On seeing her, he would have risen, but changed his mind, then his face flushed hotly — a thing Anna had never seen before, and he got up quickly and went to meet her, looking not at her eyes, but above them, at her forehead and hair. He went up to her, took her by the hand, and asked her to sit down.
“I am very glad you have come,” he said, sitting down beside her, and, obviously wishing to say something, he stuttered. Several times he attempted to speak, but stopped. In spite of the fact, that in preparing herself for meeting him, she had schooled herself to despise and accuse him, she did not know what to say to him, and she felt pity for him. And so the silence lasted rather long: “Is Seriozha quite well?” he said, and, without waiting for an answer, he added: “I shan’t be dining at home today, and I must go out directly.”
“I had thought of going to Moscow,” she said.
“No, you did quite, quite right to come,” he said, and was silent again.
Seeing that he was powerless to begin the conversation, she began herself.
“Alexei Alexandrovich,” she said, looking at him and without dropping her eyes under his persistent gaze at her hair, “I’m a guilty woman, I’m a bad woman, yet I am the same as I was, as I told you then, and I have come to tell you that I can change nothing.”

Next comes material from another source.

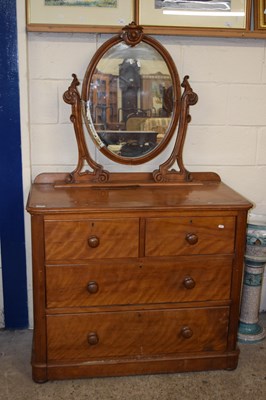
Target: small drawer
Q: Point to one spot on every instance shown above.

“I haven’t asked you about that,” he said, all at once, resolutely and with hatred looking her straight in the face; “that was as I had supposed.” Under the influence of anger he apparently regained complete possession of all his faculties. “But as I told you then, and have written to you,” he said in a thin, shrill voice, “I repeat now, that I am not bound to know this. I ignore it. Not all wives are so kind as you, to be in such a hurry to communicate such agreeable news to their husbands.” He laid special emphasis on the word “agreeable.” “I shall ignore it so long as the world knows nothing of it, so long as my name is not disgraced. And so I simply inform you that our relations must be just as they have always been, and that only in the event of your compromising yourself I shall be obliged to take steps to secure my honor.”

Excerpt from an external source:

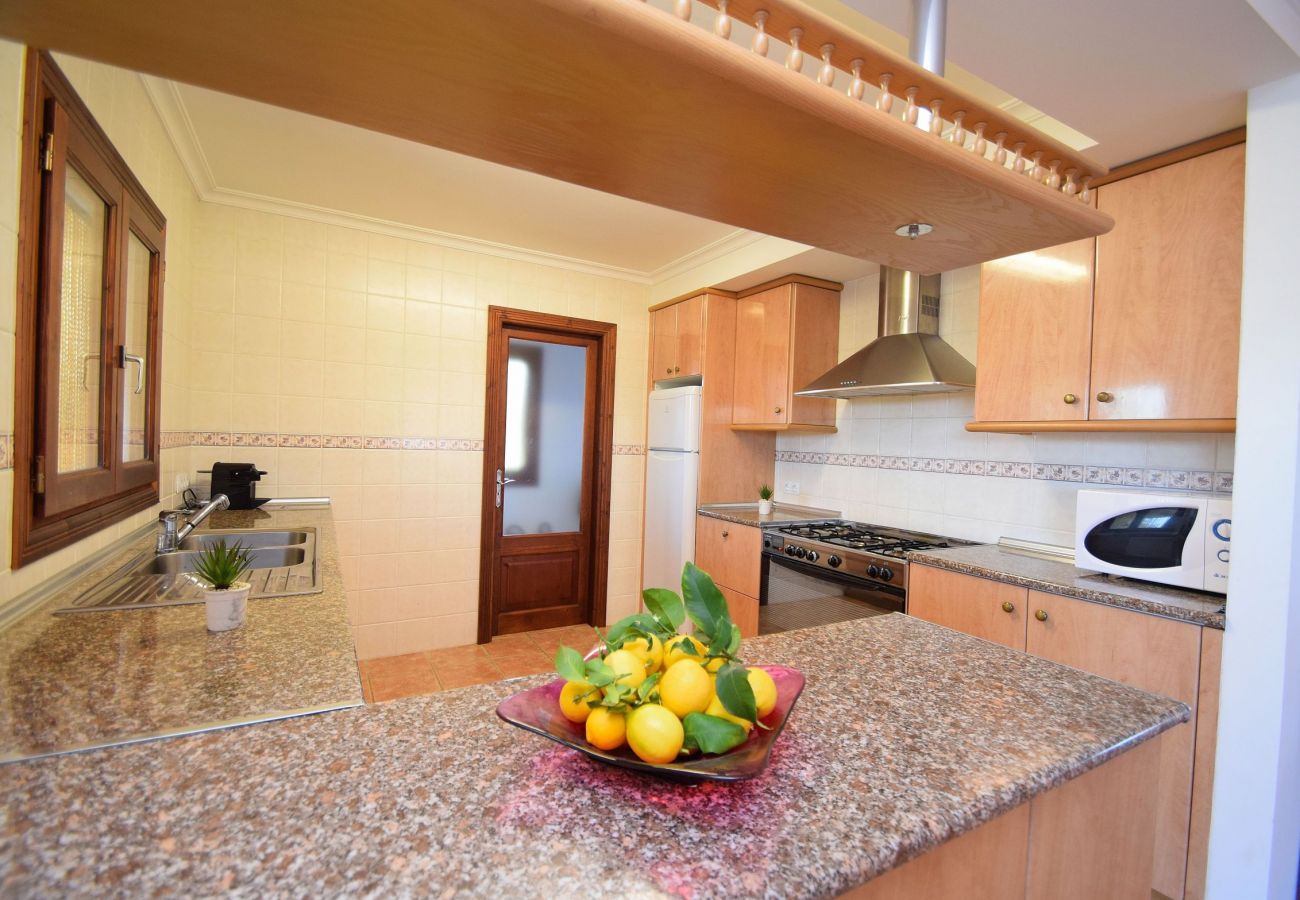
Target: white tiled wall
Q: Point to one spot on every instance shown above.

“But our relations cannot be the same as always,” Anna began in a timid voice, looking at him with dismay.
When she saw once more those composed gestures, heard that shrill, childlike and sarcastic voice, her aversion for him extinguished her pity for him, and she felt only afraid; but at all costs she wanted to make clear her position.
“I cannot be your wife while I . . .” she began.

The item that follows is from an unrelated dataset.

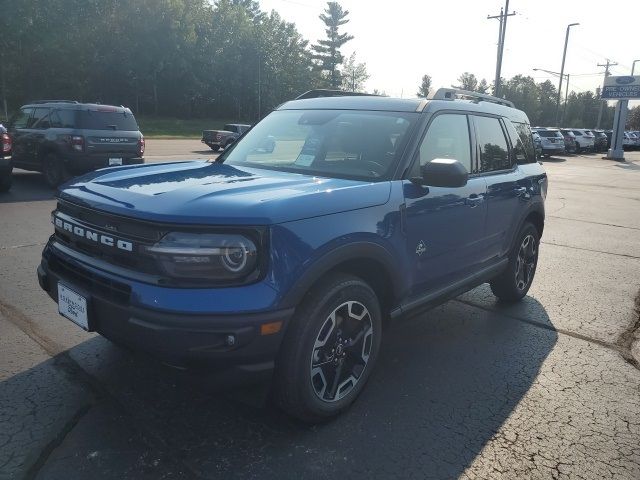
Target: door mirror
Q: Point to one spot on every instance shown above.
(444, 172)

He laughed a cold and malignant laugh.
“The manner of life you have chosen is reflected, I suppose, in your ideas. I have so much of both respect and contempt — I respect your past and despise your present — that I was far from the interpretation you put on my words.”
Anna sighed and bowed her head.
“Though indeed I fail to comprehend how, with the independence you show,” he went on, getting hot, “announcing your infidelity to your husband and seeing nothing reprehensible in it, apparently, you can see anything reprehensible in performing a wife’s duties in relation to your husband.”
“Alexei Alexandrovich! What is it you want of me?”
“I want never to meet that man here, and I want you to conduct yourself so that neither society, nor the servants, could possibly reproach you. . . . I want you not to see him. That’s not much, I think. And in return you will enjoy all the privileges of a faithful wife without fulfilling her duties. That’s all I have to say to you. Now it’s time for me to go. I’m not dining at home.” He got up and moved toward the door.
Anna got up too. Bowing in silence, he let her pass before him.